Tesla’s Megapack is designed specifically for utility-scale energy storage projects. The Megapack builds on the success of the company’s Powerpack, the world’s largest lithium-ion battery when it was installed at Neoen’s Hornsdale Wind Farm in South Australia in 2017. The wind farm was a POWER Top Plant in 2018.

Tesla last year said projects such as Moss Landing “will act as a sustainable alternative to natural gas ‘peaker’ power plants,” which are designed to provide power to the grid at times of increased demand for electricity. The company said “a Megapack installation can use stored excess solar or wind energy to support the grid’s peak loads.”

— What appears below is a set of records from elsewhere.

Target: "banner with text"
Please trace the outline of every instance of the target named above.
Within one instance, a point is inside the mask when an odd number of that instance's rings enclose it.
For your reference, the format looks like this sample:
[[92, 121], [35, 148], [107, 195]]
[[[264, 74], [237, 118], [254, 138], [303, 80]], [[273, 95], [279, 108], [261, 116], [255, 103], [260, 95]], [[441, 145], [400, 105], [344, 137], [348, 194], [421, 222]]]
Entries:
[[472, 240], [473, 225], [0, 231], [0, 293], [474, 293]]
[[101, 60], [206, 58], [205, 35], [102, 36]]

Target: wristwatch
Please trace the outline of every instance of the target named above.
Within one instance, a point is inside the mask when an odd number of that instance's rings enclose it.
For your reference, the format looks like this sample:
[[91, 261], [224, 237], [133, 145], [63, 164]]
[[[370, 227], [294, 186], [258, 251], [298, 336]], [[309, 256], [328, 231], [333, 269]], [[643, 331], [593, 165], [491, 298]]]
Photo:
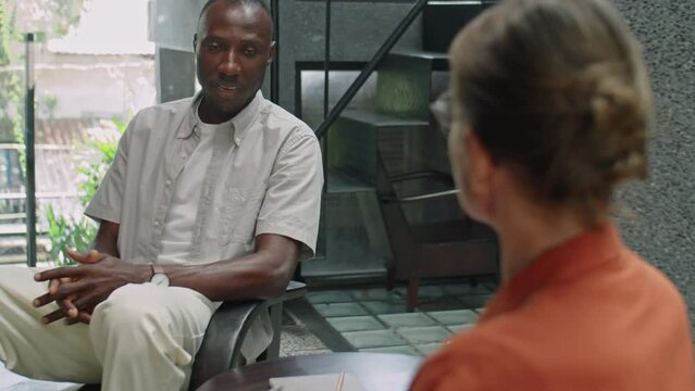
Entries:
[[159, 265], [150, 265], [152, 268], [152, 277], [150, 277], [150, 282], [160, 287], [169, 287], [169, 276], [164, 273], [164, 268]]

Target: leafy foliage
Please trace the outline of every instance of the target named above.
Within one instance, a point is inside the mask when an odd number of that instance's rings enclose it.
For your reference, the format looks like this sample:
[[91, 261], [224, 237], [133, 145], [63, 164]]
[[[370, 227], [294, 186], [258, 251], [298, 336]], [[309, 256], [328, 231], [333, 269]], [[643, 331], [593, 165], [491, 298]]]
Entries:
[[[126, 123], [113, 118], [120, 135], [125, 131]], [[77, 188], [80, 192], [80, 201], [83, 206], [94, 198], [101, 179], [113, 163], [117, 150], [117, 141], [92, 141], [87, 143], [88, 149], [96, 151], [97, 159], [92, 161], [83, 160], [77, 167], [79, 174], [79, 182]], [[66, 217], [57, 215], [52, 207], [46, 210], [46, 219], [48, 220], [48, 237], [51, 240], [51, 260], [57, 265], [70, 265], [74, 261], [70, 258], [63, 250], [65, 248], [85, 251], [91, 244], [92, 239], [97, 235], [97, 225], [87, 217]]]

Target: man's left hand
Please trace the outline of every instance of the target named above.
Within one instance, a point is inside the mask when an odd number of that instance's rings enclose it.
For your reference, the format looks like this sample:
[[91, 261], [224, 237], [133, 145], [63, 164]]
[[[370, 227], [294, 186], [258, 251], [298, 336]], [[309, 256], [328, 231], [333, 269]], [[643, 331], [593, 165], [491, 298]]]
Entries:
[[63, 317], [70, 320], [89, 323], [94, 308], [116, 289], [126, 283], [147, 281], [150, 268], [147, 265], [132, 265], [96, 251], [80, 254], [67, 251], [78, 266], [58, 267], [40, 272], [34, 276], [37, 281], [50, 281], [48, 293], [34, 300], [40, 307], [57, 302], [61, 308], [41, 318], [50, 324]]

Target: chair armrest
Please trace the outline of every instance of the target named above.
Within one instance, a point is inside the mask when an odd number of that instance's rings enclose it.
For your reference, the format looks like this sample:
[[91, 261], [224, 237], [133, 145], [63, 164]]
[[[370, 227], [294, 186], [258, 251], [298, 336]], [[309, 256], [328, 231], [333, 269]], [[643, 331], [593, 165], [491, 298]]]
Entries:
[[263, 301], [224, 302], [210, 318], [190, 374], [189, 390], [215, 375], [241, 365], [241, 343], [252, 320], [268, 306]]
[[[269, 307], [307, 294], [302, 282], [289, 281], [285, 293], [268, 300], [224, 302], [210, 318], [206, 335], [190, 374], [189, 390], [195, 390], [213, 376], [240, 366], [241, 345], [253, 319]], [[280, 325], [273, 325], [280, 330]], [[278, 338], [278, 336], [274, 336]]]

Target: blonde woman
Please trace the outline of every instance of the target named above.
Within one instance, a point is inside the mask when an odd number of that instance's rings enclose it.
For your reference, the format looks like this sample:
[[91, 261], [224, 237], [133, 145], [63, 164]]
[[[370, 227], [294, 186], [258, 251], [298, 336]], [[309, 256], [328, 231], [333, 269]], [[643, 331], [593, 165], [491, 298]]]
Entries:
[[450, 61], [460, 202], [499, 235], [502, 283], [411, 389], [694, 390], [683, 299], [609, 217], [615, 187], [646, 174], [651, 116], [617, 12], [504, 1], [459, 34]]

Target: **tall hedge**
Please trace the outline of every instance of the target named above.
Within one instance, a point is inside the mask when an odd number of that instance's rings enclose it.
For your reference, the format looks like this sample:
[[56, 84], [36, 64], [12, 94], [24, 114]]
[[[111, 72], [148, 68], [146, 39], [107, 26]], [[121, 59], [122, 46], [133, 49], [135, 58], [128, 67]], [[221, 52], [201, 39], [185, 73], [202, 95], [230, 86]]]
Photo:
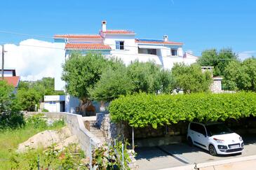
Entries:
[[256, 116], [256, 93], [146, 94], [121, 97], [112, 101], [109, 111], [114, 122], [135, 127], [177, 123], [182, 120], [224, 121]]

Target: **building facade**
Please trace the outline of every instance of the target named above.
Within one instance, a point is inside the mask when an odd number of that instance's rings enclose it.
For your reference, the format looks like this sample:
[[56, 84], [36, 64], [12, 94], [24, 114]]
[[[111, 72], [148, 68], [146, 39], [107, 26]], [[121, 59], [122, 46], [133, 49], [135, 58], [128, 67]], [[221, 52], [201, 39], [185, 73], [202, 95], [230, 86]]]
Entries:
[[[167, 35], [159, 40], [137, 38], [133, 31], [107, 29], [106, 21], [102, 21], [102, 27], [97, 34], [58, 34], [55, 35], [54, 40], [65, 48], [65, 59], [74, 51], [79, 51], [84, 55], [93, 52], [107, 57], [121, 59], [126, 65], [135, 60], [142, 62], [154, 61], [163, 69], [171, 69], [175, 63], [191, 64], [198, 59], [184, 52], [183, 43], [170, 41]], [[56, 75], [55, 78], [55, 90], [63, 90], [65, 87], [64, 82], [60, 86], [56, 83], [56, 81], [61, 82], [59, 80], [60, 76]], [[69, 111], [74, 111], [67, 102], [66, 108]]]

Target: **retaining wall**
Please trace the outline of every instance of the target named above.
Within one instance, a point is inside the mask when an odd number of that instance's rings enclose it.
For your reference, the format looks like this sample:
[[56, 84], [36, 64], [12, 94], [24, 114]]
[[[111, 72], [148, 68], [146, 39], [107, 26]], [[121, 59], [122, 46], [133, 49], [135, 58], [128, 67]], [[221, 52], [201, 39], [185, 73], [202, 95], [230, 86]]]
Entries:
[[[25, 115], [37, 114], [37, 112], [28, 112]], [[100, 145], [100, 141], [86, 129], [83, 120], [81, 115], [69, 113], [42, 113], [49, 118], [63, 119], [73, 135], [76, 135], [79, 139], [81, 149], [85, 152], [86, 156], [90, 156], [90, 139], [91, 139], [92, 149]]]

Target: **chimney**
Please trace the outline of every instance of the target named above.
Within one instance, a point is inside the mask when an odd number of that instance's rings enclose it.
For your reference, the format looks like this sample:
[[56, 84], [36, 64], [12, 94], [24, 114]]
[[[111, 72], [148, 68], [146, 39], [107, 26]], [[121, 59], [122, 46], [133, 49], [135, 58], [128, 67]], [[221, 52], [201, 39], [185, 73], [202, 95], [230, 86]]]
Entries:
[[165, 42], [168, 41], [168, 35], [164, 35], [163, 36], [163, 41], [165, 41]]
[[102, 21], [101, 26], [102, 26], [102, 32], [106, 31], [107, 31], [107, 21]]

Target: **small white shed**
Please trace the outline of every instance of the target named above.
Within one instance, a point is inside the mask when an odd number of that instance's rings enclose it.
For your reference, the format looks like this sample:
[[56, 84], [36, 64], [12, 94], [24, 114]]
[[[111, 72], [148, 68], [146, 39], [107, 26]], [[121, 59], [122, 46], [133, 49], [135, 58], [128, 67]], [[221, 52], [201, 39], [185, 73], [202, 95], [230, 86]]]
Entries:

Megapacks Use Powerhub Platform

Tesla said it has “developed its own software in-house to monitor, control and monetize Megapack installations. All Megapacks connect to Powerhub, an advanced monitoring and control platform for large-scale utility projects and microgrids, and can also integrate with Autobidder, Tesla’s machine-learning platform for automated energy trading. Tesla customers have already used Autobidder to dispatch more than 100 GWh of energy in global electricity markets. And, just as Tesla vehicles benefit from continued software updates over time, Megapack continues to improve through a combination of over-the-air and server-based software updates.”

The Moss Landing project was approved by the California Public Utilities Commission in November 2018. Monterey County officials threw their support behind the project in February of this year. PG&E said as many as 50 utility workers and contractors will build the system, which includes installation of 256 Tesla Megapack battery units on 33 concrete slabs.

Each Megapack unit houses batteries and power conversion equipment in an individual cabinet. Transformers and switchgears will be installed along with the Megapacks to connect energy stored in the batteries with the 115-kV electric transmission system.

The BESS will have the capacity to store and dispatch up to 730 MWh of energy to the electrical grid at a maximum rate of 182.5 MW for up to four hours during periods of high demand. PG&E’s contract with Tesla includes an upsize option, which can increase the capacity of the system up to six hours, or 1.1 GWh in total.

Increased Reliability

PG&E said the Moss Landing BESS will enhance reliability in its service territory by addressing capacity deficiencies as a result of increased local energy demand. The energy storage will participate in the California Independent System Operator (CAISO) markets, providing energy and ancillary service to the CAISO grid. The system will be available to serve as an operating reserve that can be dispatched to ensure there is sufficient generation to meet load.

“Energy storage is critical in achieving California’s clean energy goals, and the California ISO looks forward to working with PG&E in advancing its storage projects,” said Mark Rothleder, vice president, Market Quality & California Regulatory Affairs with CAISO.

PG&E has deployed energy storage units for several years, beginning with energy storage at the Helms Hydroelectric Facility in the Sierra Nevada mountain range, which has operated since 1984. The utility in February 2017 deployed its first lithium-ion energy storage system, which features Tesla Powerpack technology, at its Browns Valley substation north of Sacramento.

PG&E said that in addition to increasing its utility-scale battery energy storage, it continues to help customers install residential and other behind-the-meter storage systems. The company Wednesday said more than 10,000 of its customers, mostly residential, have installed BESS set-ups, totaling about 140 MW of capacity.